SATELITNEWS.ID, SERANG – Pemprov Banten menanggung beban anggaran paling besar, dibandingkan dengan Kabupaten dan Kota. Hal itu, sesuai kesepakatan bersama terhadap skema pembiayaan Pilkada yang dilakukan melalui cost sharing.
Anggaran Pilkada 2024 disepakati untu Bawaslu Provinsi Banten mengalami kenaikan dari yang semula diusulkan Rp97 miliar menjadi Rp101 miliar lebih atau naik Rp4 miliar lebih.
Sedangkan untuk usulan anggaran KPU, justru mengalami evaluasi yang semula diajukan sebesar Rp537 miliar menjadi Rp499 miliar atau terevaluasi sebesar Rp38 miliar.
Hal itu, diakui oleh Kepala Badan Pengelolaan Keuangan dan Aset Daerah (BPKAD) Provinsi Banten, Rina Dewiyanti, seusai mengikuti penandatanganan berita acara kesepakatan komponen pembagian beban pembiayaan Pilkada serentak tahun 2024 di Pendopo Gubernur Banten, Selasa (30/8).
Rina mengatakan, memang semula KPU Provinsi Banten mengajukan anggaran sebesar di atas.
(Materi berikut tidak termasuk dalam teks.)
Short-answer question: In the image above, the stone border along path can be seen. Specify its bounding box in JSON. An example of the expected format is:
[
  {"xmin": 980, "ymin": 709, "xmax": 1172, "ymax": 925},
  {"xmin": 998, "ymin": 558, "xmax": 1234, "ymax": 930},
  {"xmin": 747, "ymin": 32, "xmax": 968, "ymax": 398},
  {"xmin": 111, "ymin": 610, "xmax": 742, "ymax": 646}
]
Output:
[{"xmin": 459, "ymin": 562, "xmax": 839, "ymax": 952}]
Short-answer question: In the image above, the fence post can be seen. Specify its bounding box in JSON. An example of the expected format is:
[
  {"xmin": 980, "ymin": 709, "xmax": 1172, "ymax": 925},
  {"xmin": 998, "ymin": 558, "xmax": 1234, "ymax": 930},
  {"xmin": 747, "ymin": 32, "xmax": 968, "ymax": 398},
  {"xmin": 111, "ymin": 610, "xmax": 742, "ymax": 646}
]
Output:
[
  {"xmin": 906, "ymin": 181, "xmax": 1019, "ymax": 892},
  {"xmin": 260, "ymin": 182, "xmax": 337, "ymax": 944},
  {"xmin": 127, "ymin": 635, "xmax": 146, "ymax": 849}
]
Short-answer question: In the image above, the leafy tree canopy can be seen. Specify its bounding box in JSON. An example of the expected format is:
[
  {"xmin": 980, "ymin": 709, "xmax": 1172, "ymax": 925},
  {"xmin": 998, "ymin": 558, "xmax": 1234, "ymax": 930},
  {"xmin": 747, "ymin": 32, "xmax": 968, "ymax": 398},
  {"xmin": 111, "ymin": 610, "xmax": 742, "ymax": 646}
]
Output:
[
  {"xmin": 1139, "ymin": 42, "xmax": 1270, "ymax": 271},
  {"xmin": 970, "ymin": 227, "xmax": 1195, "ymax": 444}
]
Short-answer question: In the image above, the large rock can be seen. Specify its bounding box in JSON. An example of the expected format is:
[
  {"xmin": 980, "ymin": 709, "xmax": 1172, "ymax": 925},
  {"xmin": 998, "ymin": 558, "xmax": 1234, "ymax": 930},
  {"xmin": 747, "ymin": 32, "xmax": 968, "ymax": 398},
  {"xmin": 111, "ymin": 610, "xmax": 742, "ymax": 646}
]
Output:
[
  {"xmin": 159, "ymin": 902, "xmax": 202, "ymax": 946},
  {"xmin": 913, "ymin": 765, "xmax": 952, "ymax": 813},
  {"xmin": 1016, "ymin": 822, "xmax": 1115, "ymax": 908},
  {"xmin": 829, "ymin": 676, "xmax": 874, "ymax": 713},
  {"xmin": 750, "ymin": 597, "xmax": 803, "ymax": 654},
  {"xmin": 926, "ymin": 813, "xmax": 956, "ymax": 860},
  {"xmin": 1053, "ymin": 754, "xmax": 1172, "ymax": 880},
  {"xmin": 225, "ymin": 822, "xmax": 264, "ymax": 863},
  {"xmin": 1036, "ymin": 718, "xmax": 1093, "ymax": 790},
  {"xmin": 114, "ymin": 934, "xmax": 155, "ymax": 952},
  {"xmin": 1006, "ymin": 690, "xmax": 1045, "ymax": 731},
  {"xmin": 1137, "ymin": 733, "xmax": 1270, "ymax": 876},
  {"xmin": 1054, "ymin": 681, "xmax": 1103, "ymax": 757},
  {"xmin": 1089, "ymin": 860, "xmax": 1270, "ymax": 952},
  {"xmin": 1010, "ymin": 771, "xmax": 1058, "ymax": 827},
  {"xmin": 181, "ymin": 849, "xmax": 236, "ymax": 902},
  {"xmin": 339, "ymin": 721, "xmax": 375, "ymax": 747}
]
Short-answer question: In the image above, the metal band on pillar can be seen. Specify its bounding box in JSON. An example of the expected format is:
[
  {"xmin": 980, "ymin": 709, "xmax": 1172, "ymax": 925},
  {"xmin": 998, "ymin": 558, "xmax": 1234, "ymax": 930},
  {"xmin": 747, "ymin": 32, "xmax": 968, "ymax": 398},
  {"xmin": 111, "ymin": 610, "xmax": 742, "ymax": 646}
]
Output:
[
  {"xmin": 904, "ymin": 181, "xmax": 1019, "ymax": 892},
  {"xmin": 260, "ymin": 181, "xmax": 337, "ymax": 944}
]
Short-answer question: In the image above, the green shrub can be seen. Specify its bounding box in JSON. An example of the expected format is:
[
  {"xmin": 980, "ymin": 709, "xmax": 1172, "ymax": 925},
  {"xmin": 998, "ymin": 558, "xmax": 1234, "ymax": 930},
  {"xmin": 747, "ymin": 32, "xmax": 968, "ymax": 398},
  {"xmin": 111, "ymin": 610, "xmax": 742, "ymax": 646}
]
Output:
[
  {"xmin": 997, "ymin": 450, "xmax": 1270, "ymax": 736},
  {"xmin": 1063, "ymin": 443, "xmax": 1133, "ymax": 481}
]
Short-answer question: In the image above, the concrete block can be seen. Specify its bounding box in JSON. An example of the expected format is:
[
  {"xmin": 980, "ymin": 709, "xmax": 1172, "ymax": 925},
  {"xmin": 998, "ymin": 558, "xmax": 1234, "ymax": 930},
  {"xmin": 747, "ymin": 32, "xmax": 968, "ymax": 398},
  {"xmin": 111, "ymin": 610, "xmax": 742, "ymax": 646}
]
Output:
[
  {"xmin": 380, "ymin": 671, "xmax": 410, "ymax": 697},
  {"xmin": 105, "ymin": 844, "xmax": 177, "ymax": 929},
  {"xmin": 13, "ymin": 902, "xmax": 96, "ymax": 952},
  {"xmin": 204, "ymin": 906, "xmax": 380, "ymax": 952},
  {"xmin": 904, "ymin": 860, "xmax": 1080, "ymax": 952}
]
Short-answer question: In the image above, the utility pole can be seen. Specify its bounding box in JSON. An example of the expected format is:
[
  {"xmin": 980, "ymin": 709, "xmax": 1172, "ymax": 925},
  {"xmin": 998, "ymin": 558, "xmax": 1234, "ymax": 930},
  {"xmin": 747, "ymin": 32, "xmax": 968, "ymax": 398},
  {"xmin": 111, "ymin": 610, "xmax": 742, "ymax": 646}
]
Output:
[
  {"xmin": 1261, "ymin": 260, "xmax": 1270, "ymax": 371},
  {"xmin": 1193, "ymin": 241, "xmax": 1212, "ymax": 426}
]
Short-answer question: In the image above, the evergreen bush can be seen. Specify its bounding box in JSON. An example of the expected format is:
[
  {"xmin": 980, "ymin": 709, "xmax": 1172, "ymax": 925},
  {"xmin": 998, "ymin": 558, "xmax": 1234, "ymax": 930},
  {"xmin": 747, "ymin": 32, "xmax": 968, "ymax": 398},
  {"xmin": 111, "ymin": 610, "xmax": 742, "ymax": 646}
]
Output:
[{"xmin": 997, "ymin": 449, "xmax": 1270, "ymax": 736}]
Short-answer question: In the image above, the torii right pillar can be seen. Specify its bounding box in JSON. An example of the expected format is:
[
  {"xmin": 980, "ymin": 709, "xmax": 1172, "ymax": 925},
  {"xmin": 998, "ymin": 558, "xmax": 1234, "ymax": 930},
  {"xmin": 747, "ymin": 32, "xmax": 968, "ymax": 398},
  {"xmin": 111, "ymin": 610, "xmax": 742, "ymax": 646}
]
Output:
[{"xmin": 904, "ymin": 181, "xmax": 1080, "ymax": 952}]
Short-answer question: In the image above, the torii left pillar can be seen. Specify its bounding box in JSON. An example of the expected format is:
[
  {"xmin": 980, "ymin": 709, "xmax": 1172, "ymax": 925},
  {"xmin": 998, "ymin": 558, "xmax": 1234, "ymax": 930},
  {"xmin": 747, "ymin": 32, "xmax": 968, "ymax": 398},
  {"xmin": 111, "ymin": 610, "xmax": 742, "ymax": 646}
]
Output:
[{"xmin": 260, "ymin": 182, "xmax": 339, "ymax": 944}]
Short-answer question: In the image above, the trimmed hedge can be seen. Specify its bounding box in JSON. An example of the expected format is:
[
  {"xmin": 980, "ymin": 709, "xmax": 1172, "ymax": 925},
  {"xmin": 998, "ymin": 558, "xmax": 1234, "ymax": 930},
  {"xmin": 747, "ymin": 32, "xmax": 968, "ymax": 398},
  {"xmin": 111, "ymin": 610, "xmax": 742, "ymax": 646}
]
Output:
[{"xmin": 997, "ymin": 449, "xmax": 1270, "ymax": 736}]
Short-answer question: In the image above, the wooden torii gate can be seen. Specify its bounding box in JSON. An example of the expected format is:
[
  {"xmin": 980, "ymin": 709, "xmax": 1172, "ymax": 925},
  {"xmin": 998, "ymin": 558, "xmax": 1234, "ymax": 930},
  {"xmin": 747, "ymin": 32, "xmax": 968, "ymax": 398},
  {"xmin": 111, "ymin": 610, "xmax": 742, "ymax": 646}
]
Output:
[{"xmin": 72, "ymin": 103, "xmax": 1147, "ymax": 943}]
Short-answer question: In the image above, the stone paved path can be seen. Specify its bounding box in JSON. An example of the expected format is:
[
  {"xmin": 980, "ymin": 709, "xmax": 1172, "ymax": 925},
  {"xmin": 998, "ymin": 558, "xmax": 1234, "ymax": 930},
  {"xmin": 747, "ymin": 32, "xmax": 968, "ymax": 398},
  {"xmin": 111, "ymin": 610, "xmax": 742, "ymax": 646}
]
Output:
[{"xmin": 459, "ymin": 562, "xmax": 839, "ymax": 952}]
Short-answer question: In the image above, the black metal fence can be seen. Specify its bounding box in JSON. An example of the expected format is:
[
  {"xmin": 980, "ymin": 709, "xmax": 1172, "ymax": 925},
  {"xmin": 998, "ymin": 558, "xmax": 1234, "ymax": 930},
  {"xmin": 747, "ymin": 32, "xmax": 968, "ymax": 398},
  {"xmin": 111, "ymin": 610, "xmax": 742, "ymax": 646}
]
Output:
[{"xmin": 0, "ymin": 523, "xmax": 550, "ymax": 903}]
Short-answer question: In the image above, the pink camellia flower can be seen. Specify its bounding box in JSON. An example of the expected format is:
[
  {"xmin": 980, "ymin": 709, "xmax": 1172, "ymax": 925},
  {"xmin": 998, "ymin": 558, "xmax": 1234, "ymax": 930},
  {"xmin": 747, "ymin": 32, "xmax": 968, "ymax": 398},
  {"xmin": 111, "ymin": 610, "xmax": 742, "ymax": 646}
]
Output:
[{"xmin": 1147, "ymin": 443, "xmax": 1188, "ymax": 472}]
Namun setelah dilakukan verifikasi secara keseluruhan, terdapat evaluasi atau koreksi dari besaran anggaran yang diusulkan itu.
“Benar. Itu besaran anggaran hasil dari verifikasi,” tandasnya.
Rasionalisasi tersebut ujarnya, berdasarkan dari Surat Menteri Keuangan (Permenkeu) Nomor s.138/mk.02/2020 tentang standar satuan harga untuk honor badan add hock seperti PPK, PPS dan KPPS. Dari data yang didapat, besaran anggaran yang diusulkan itu, 63,72 persennya diperuntukkan honorarium ad hock baik di Provinsi maupun Kabupaten dan Kota.
“Kalau untuk besarannya kita sudah sesuai dengan Peraturan Menteri Keuangan (PMK),” pungkasnya.
Melihat besarnya usulan anggaran yang diajukan itu, Pemprov Banten saat ini sedang menunggu hasil pembahasan Raperda tentang dana cadangan daerah yang sedang digodok oleh DPRD Banten.
Dimana dalam Raperda itu, pengalokasian anggaran Pilkada akan dialokasikan pada tiga kali tahun anggaran, tahun ini kita merencanakan sebesar Rp15 miliar lebih, tahun 2023 Rp530 miliar lebih dan tahun 2024 sebesar Rp50 miliar lebih.
Hal yang sama juga dikatakan Penjabat (Pj) Gubernur Banten Al Muktabar. Menurutnya, agenda kesepakatan ini nantinya secara teknis akan di brickdown kembali ke bawah, terutama dalam aspek pembiayaan termasuk logistik dan hal hal yang terkait dengan penunjang lainnya yang semestinya.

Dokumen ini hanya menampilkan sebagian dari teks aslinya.